At this morning's Downloaded: The Digital Revolution roundtable, Alex Winter discussed digital media with Electronic Frontier Foundation co-founder John Perry Barlow and Napster co-founders Sean Parker and Shawn Fanning.

Much of the conversation focused on why Napster proved so successful. Sure, free music. But the panelists argued that, first and foremost, Napster tapped our deep-seated desire to connect and share with one another. Napster's second strength? Convenience.

“There is an impulse in the human mind that is as firmly imbedded as sex and hunger and probably related,” said Barlow, author of the seminal 1993 Wired article “The Economy of Ideas." “If you hear something or experience something that you can share with another person, you want to do that.”

It’s from this desire that Parker believes Napster grew. “Just about every interesting, meaningful, large-scale shift introduced [on the Internet] has something to do with connecting people to one another and to this idea of global community,” said Parker. “You see it in Napster. You see it in Facebook. It’s all about how do we connect people in ways that either approximate real-life connections or [are] completely novel, new ways we’ve never seen before. Napster is really the first company that harnessed the underlying true potential of the Internet as a peer-to-peer communication medium.”

Winter joined Napster back in 1999. Its unique level of connectivity and ability to foster conversation around art, music, film, and books produced a ”seismic shift” in his life, and it inspired documentary film Downloaded that Winter brought to SXSW for its world premiere. “My embracing of Napster was about global community,” said Winter. “Suddenly there was this fluid, robust, global community that worked, and I was making friends in Japan and Finland and Russia.”

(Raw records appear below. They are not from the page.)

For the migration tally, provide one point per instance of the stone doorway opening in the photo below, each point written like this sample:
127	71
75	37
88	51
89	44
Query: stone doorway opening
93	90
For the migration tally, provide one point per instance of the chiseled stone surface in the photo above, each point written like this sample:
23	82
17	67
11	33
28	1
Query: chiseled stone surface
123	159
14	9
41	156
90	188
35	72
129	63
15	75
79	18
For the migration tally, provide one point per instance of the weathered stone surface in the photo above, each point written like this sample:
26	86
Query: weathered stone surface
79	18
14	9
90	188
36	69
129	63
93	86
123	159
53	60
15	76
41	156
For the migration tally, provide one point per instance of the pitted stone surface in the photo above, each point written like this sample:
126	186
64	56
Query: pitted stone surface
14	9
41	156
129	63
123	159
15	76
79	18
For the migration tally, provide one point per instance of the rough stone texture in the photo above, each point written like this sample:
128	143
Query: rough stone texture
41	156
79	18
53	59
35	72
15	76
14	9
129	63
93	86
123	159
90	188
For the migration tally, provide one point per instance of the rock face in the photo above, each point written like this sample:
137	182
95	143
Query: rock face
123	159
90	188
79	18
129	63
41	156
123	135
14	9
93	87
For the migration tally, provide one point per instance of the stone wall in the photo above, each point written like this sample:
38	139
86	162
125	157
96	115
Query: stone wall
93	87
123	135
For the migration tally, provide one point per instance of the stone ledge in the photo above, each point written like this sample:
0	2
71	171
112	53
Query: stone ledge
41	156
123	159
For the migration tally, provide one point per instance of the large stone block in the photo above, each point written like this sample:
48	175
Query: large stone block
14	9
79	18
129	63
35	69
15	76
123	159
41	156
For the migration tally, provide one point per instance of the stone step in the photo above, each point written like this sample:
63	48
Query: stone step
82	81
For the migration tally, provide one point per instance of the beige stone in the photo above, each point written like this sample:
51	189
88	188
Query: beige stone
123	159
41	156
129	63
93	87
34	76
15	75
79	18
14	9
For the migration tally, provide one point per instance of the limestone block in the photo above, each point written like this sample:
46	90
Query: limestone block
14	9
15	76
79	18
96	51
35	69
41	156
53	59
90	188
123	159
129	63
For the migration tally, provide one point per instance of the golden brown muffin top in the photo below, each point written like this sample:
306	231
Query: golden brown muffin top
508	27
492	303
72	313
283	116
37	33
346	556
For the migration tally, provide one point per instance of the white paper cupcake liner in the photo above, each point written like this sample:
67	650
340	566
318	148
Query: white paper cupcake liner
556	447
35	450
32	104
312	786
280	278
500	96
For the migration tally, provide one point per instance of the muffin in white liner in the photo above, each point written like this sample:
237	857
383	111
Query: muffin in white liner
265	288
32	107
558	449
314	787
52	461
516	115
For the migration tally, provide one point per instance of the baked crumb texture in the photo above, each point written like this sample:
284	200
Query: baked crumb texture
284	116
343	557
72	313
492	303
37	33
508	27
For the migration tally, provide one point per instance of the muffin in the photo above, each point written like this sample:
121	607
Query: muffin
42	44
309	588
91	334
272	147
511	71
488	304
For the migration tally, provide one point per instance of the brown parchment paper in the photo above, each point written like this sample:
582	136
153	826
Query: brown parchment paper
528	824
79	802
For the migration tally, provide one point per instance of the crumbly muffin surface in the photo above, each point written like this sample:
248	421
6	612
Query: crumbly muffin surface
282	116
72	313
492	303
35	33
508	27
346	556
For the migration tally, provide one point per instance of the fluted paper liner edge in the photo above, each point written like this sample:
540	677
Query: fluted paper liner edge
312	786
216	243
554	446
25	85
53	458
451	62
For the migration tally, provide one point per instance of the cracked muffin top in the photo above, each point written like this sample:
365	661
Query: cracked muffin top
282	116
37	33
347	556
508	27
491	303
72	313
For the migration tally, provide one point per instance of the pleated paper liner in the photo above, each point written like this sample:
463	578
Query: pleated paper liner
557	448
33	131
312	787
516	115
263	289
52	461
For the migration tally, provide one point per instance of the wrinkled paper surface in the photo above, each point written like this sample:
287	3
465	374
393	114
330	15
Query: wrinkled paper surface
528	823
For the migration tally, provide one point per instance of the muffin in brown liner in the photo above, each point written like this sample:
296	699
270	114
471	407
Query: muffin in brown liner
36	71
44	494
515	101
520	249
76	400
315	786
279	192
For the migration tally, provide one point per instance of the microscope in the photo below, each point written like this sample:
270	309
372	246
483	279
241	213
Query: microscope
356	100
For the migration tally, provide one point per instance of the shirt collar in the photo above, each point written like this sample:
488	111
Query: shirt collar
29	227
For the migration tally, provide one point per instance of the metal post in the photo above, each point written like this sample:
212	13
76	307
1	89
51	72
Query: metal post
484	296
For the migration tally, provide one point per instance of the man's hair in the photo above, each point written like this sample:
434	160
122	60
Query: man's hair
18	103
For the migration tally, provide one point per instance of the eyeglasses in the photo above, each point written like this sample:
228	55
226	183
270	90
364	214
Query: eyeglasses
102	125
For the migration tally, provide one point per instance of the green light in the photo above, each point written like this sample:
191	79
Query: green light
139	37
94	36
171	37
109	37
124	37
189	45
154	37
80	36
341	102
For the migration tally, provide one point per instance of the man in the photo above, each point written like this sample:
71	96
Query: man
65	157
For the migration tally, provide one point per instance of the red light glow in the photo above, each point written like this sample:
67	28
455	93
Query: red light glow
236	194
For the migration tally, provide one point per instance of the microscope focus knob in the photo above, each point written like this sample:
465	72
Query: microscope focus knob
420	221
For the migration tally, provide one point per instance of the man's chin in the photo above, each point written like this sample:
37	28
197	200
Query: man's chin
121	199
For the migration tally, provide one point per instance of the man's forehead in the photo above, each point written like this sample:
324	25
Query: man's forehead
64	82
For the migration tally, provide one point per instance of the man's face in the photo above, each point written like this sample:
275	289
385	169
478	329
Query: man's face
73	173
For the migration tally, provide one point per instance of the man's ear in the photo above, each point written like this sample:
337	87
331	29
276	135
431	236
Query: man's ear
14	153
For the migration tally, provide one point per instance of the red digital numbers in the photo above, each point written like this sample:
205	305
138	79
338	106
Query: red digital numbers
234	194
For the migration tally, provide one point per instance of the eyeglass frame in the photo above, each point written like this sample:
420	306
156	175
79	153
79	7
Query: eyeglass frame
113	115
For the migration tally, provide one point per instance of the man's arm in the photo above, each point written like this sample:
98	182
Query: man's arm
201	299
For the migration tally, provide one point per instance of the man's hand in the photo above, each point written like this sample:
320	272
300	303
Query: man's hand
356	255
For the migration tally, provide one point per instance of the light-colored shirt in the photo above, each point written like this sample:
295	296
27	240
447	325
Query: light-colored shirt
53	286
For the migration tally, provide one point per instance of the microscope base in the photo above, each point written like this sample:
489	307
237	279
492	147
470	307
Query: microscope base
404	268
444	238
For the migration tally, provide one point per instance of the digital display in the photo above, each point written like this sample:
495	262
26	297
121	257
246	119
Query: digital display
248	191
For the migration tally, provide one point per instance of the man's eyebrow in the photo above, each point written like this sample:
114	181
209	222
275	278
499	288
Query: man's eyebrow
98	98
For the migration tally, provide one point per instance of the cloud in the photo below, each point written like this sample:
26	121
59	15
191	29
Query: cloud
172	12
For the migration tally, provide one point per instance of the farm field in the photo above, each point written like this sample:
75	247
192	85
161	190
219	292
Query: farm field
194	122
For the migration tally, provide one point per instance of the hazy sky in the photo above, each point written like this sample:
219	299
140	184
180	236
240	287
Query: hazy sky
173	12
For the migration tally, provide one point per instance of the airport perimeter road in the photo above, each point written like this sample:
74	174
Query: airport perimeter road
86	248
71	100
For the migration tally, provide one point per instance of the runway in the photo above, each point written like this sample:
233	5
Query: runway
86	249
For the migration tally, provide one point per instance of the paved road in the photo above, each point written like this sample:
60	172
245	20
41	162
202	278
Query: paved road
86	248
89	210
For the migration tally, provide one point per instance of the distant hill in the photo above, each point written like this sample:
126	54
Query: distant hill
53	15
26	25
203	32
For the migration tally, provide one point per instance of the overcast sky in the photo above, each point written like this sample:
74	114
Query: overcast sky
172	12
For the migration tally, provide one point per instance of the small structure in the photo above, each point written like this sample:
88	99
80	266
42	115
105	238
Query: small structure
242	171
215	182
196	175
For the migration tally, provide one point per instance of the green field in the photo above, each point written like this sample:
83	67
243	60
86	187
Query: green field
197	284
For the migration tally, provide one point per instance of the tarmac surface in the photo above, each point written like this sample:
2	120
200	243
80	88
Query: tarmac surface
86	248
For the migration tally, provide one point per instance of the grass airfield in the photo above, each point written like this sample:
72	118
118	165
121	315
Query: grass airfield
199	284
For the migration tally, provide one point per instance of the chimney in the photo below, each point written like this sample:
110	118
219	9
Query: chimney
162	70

In general, the panelists seemed to agree that if industries could find a way to enable this type of community, while maintaining the convenience of Napster, then communities would embrace legitimate file-sharing – even pay for it – because most people value community and convenience over “free.” But as Parker pointed out, any such network would have to “exceed the convenience of piracy-based networks in order to create a model that people are willing to pay for.”

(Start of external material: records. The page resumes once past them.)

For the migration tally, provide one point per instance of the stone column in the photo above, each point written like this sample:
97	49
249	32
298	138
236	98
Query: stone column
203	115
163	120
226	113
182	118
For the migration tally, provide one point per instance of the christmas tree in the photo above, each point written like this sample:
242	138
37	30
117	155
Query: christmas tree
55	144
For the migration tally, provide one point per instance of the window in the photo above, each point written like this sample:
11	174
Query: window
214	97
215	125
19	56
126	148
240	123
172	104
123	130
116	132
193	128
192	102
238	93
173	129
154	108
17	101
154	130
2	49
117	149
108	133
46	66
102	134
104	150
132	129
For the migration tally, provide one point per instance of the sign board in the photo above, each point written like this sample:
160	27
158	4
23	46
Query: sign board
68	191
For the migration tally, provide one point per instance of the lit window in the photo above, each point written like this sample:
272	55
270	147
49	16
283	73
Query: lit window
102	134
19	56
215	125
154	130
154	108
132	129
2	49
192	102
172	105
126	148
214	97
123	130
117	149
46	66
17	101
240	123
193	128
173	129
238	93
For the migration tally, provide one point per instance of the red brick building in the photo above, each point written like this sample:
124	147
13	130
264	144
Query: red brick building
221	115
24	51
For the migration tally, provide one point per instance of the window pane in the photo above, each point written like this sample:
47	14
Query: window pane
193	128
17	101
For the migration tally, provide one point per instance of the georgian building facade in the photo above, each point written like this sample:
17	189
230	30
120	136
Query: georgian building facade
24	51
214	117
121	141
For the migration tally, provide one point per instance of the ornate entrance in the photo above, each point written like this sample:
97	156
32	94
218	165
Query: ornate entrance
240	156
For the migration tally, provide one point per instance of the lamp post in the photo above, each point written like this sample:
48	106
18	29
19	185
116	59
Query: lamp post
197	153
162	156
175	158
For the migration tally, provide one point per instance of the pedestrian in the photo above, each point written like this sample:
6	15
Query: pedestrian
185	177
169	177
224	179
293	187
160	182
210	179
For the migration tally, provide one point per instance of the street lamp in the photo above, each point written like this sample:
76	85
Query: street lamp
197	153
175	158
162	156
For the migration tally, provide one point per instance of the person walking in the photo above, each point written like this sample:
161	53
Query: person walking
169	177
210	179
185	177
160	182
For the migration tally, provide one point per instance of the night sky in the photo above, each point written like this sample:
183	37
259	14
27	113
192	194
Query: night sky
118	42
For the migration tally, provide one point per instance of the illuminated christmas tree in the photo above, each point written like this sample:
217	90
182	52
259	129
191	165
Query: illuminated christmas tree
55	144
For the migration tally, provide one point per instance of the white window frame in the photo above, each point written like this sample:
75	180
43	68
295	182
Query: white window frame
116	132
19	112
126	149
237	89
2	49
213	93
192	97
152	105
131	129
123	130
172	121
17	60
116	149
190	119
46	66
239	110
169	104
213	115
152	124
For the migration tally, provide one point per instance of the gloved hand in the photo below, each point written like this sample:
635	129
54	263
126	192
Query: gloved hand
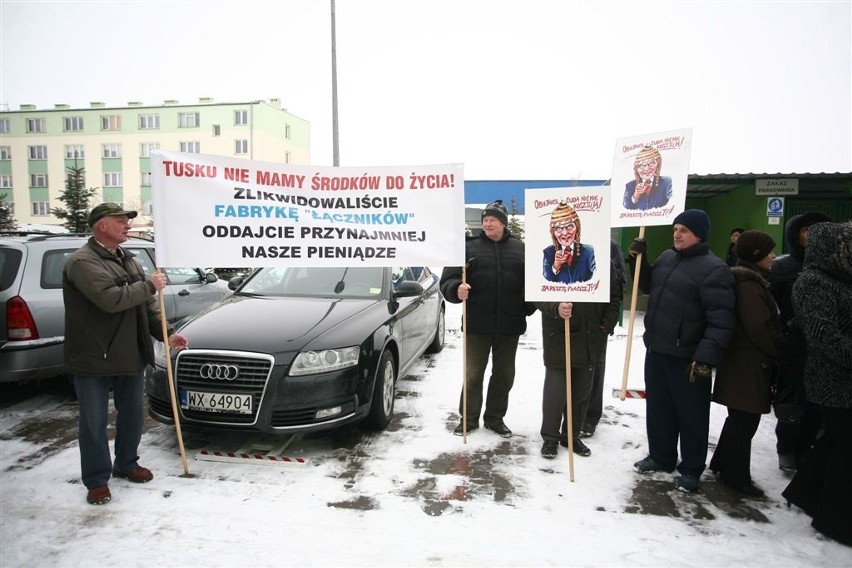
637	247
698	370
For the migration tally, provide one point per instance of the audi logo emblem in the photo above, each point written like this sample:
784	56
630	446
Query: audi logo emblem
219	372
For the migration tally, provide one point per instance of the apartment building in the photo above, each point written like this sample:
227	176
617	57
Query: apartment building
114	144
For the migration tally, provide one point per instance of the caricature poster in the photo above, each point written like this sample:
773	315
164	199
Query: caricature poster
567	242
649	175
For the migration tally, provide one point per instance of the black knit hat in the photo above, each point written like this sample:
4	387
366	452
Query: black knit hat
753	246
496	209
696	221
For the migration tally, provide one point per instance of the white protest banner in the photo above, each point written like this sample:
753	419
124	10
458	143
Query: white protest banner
649	175
567	244
222	211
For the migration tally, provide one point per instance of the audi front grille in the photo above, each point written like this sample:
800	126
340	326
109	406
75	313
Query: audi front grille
212	371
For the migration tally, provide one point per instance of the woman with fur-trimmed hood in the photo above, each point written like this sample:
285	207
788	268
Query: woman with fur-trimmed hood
822	299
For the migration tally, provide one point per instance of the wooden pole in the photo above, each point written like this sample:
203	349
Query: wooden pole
569	414
170	381
464	360
637	269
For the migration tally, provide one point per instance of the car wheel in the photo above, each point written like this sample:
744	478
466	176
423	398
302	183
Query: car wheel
440	333
381	409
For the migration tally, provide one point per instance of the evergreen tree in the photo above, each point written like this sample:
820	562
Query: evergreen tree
7	220
515	226
76	198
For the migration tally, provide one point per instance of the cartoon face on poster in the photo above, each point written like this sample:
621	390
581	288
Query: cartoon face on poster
567	244
649	175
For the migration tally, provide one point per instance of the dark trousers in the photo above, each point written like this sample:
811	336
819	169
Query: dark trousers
732	458
96	463
821	486
554	401
676	408
797	438
502	351
595	410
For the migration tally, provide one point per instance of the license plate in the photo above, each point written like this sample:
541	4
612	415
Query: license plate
215	402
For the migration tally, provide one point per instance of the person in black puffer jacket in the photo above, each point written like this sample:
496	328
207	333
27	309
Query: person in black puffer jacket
822	299
688	325
496	317
799	422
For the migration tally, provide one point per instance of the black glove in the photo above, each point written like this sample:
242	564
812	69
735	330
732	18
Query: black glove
700	371
637	247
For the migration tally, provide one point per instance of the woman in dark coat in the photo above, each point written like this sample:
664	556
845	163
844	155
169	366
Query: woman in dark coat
822	299
744	377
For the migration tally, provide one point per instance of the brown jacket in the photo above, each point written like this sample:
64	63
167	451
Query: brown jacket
110	313
744	376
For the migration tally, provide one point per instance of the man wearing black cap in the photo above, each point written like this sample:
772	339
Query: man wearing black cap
799	421
688	324
110	316
496	317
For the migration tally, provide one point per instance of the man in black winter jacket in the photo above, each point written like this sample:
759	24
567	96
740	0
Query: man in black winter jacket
496	317
689	322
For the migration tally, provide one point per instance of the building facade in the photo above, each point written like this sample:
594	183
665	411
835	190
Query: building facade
113	145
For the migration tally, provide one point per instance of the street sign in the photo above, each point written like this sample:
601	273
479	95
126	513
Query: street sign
775	206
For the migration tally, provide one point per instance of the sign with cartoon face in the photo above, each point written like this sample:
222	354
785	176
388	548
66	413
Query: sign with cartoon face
567	244
649	175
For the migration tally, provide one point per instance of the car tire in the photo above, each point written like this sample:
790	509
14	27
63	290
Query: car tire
384	386
440	334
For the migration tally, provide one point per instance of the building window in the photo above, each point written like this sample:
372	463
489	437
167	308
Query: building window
112	179
35	125
188	119
37	152
111	122
149	121
72	123
146	148
38	180
111	151
74	151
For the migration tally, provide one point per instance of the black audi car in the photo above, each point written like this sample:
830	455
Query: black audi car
301	349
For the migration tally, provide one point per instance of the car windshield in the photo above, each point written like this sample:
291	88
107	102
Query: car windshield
363	282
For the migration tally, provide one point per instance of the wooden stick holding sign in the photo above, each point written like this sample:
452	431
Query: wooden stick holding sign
637	269
569	414
464	359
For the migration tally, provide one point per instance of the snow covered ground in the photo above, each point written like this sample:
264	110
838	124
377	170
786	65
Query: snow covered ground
414	495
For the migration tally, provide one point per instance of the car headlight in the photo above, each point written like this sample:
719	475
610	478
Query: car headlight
311	362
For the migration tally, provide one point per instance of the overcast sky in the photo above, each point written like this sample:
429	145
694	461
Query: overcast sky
529	89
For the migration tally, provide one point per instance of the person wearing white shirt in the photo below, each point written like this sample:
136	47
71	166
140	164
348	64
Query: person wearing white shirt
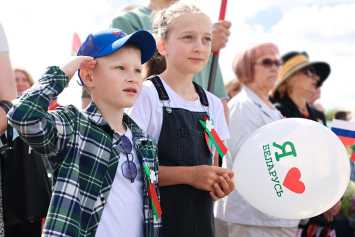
257	68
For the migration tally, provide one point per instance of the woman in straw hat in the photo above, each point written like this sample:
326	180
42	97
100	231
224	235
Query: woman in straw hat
297	81
257	68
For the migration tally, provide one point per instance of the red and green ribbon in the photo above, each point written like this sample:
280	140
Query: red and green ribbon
208	140
152	193
212	135
352	157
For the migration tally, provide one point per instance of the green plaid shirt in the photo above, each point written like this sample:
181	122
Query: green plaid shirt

While this position might seem a bit one-sided (coming from a co-founder of Napster), it’s not entirely unique. And upon ending the panel, Parker encouraged attendees to see Downloaded at SXSW, lest they have to wait months for it to come out in theatres… and then maybe on TV a couple months later… or potentially, a year or so from now, on iTunes. (Fair point.)

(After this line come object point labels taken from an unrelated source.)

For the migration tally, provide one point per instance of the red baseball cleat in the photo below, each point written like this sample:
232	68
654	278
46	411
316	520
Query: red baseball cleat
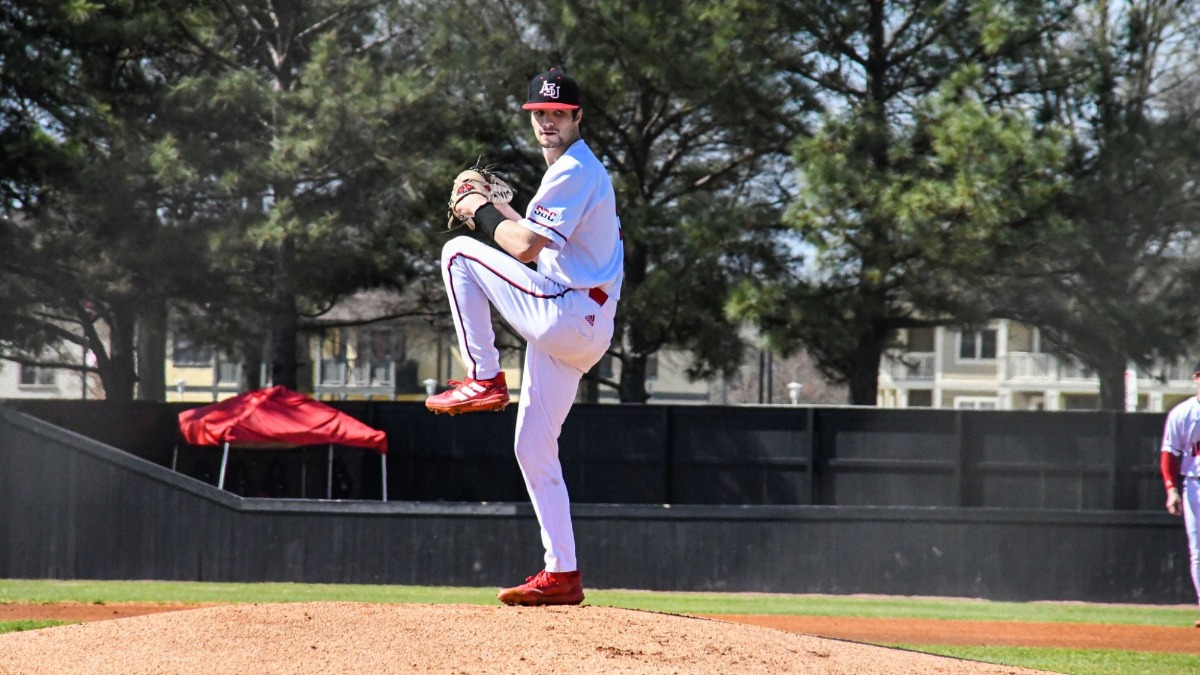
546	587
472	395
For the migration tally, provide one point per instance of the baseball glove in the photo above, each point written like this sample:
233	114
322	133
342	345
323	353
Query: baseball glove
477	180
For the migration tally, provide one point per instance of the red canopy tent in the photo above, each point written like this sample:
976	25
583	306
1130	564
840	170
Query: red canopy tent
279	418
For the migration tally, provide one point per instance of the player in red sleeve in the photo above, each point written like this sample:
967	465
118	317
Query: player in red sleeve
1180	466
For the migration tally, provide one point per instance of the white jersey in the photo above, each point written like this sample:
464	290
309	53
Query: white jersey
1181	436
575	208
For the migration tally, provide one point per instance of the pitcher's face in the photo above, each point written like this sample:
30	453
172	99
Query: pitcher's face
556	129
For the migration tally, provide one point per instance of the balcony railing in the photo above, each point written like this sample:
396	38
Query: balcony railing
910	365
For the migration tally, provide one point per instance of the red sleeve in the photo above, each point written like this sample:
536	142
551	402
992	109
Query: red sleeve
1170	467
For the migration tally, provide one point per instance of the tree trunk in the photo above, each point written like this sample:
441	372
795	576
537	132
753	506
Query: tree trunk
251	353
117	371
283	322
151	351
1111	376
589	388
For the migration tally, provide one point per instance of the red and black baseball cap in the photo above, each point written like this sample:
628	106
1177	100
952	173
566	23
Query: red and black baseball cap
553	90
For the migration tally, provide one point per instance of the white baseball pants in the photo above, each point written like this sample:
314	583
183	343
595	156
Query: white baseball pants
567	333
1191	495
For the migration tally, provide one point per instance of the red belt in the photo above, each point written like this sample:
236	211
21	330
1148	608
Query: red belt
599	296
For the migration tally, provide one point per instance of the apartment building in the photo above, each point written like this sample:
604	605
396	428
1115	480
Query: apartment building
1003	366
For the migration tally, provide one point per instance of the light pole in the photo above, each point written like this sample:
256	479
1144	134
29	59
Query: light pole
793	390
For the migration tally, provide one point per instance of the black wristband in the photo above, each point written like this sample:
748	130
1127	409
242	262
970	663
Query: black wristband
489	217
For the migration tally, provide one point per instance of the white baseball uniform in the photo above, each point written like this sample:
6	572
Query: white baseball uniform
564	310
1181	437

The panelists all seemed hopeful of a way to balance convenience and community with fair compensation. Barlow said that “those models are developing,” but they rely on us “valuing the original relationship you have with a creator, and their contribution and making sure those creators are being supported, not through some very elaborate system that generally ends up taking all the money and giving it to people who never created a goddamn thing, but actually gets it directly to the folks [who] deserve it.” There are examples of industries moving in that direction.


Downloaded screens again Saturday, March 16, 4:40pm, Vimeo.